0

this is about centroid initializations in sklearn's KMeans. I want to initialize the centroids in a "linear" way as follows: Linear initialization linearly spaces the centroids between the [min, max] of the original data samples. Where min is the minimum value amongst data samples and max is the maximum value amongst data samples.

I think I can do this using by passing a callable to "sklearn.cluster.KMeans" but don't know how to.

I found the following code which imitates the "kmeans++" initialization method:

# Initialize random dataset-
# X = np.random.rand(5, 2)
X, y = make_blobs(n_samples = 500, n_features = 2, centers = 3)

# 'X' - generated samples
# 'y' - integer labels for cluster membership of each sample

X.shape, y.shape
# ((500, 2), (500,))

np.min(X), np.max(X)
# (-8.23395492070187, 11.85003843624708)


def plus_plus(ds, k, random_state=42):
    """
    Create cluster centroids using the k-means++ algorithm.

    Parameters
    ----------
    ds : numpy array
        The dataset to be used for centroid initialization.

    k : int
        The desired number of clusters for which centroids are required.

    Returns
    -------
    centroids : numpy array
                Collection of k centroids as a numpy array.

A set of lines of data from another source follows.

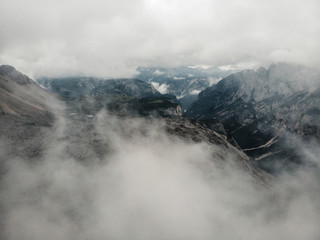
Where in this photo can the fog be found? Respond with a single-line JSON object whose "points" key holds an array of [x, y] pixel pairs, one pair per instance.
{"points": [[151, 186], [112, 38]]}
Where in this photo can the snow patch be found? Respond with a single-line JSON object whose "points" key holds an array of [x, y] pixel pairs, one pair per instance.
{"points": [[195, 92], [163, 88], [157, 72]]}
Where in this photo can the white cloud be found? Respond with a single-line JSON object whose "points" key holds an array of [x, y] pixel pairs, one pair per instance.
{"points": [[108, 38]]}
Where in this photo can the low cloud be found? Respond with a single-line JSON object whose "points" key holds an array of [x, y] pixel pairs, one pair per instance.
{"points": [[110, 39], [151, 186]]}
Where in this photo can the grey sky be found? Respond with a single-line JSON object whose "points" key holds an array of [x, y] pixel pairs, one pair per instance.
{"points": [[111, 38]]}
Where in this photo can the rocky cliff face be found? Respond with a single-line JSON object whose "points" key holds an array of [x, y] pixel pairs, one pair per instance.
{"points": [[24, 114], [75, 123], [260, 108]]}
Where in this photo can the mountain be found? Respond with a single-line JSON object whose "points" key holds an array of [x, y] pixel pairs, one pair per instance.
{"points": [[260, 108], [183, 82], [121, 96], [82, 86], [24, 114], [33, 119]]}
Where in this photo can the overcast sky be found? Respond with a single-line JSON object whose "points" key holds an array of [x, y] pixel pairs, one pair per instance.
{"points": [[111, 38]]}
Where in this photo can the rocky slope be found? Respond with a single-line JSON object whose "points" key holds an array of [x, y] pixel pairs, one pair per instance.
{"points": [[183, 82], [40, 123], [260, 108], [24, 114]]}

    Inspiration from here: https://stackoverflow.com/questions/5466323/how-could-one-implement-the-k-means-algorithm
    """

    # np.random.seed(random_state)
    centroids = [ds[0]]

    for _ in range(1, k):
        dist_sq = np.array([min([np.inner(c - x, c - x) for c in centroids]) for x in ds])
        probs = dist_sq/dist_sq.sum()
        cumulative_probs = probs.cumsum()
        r = np.random.rand()

        for j, p in enumerate(cumulative_probs):
            if r < p:
                i = j
                break

        centroids.append(ds[i])

    return np.array(centroids)




# Create cluster centroids using k-means++ algo-
centroids = plus_plus(X, 3)

centroids.shape
# (3, 2)

For this code example, "min" = -8.23395492070187 and "max" = 11.85003843624708 and therefore, the centroids have to be linearly spaced (linearly initialized) between [min, max].

Can you please help?

Thanks!

Arun
  • 2,222
  • 7
  • 43
  • 78
  • by linearly do you mean you need to split (min, max) into k sectors and centroids to be in the middle of each sector? – hellpanderr Jun 13 '20 at 19:30
  • ie. for centers to be somewhere in `[-4.900621587368535, 1.7660450792981313, 8.432711745964799]` – hellpanderr Jun 13 '20 at 19:35
  • @hellpanderr yeah, dividing the range of values in the given sample say 'X' between min & max into 'k' bins and centroids to be in the center of them. – Arun Jun 13 '20 at 21:14
  • you can try passing an array of shape (n_clusters, n_features) with centroids as `init` parameter – hellpanderr Jun 13 '20 at 22:08

0 Answers0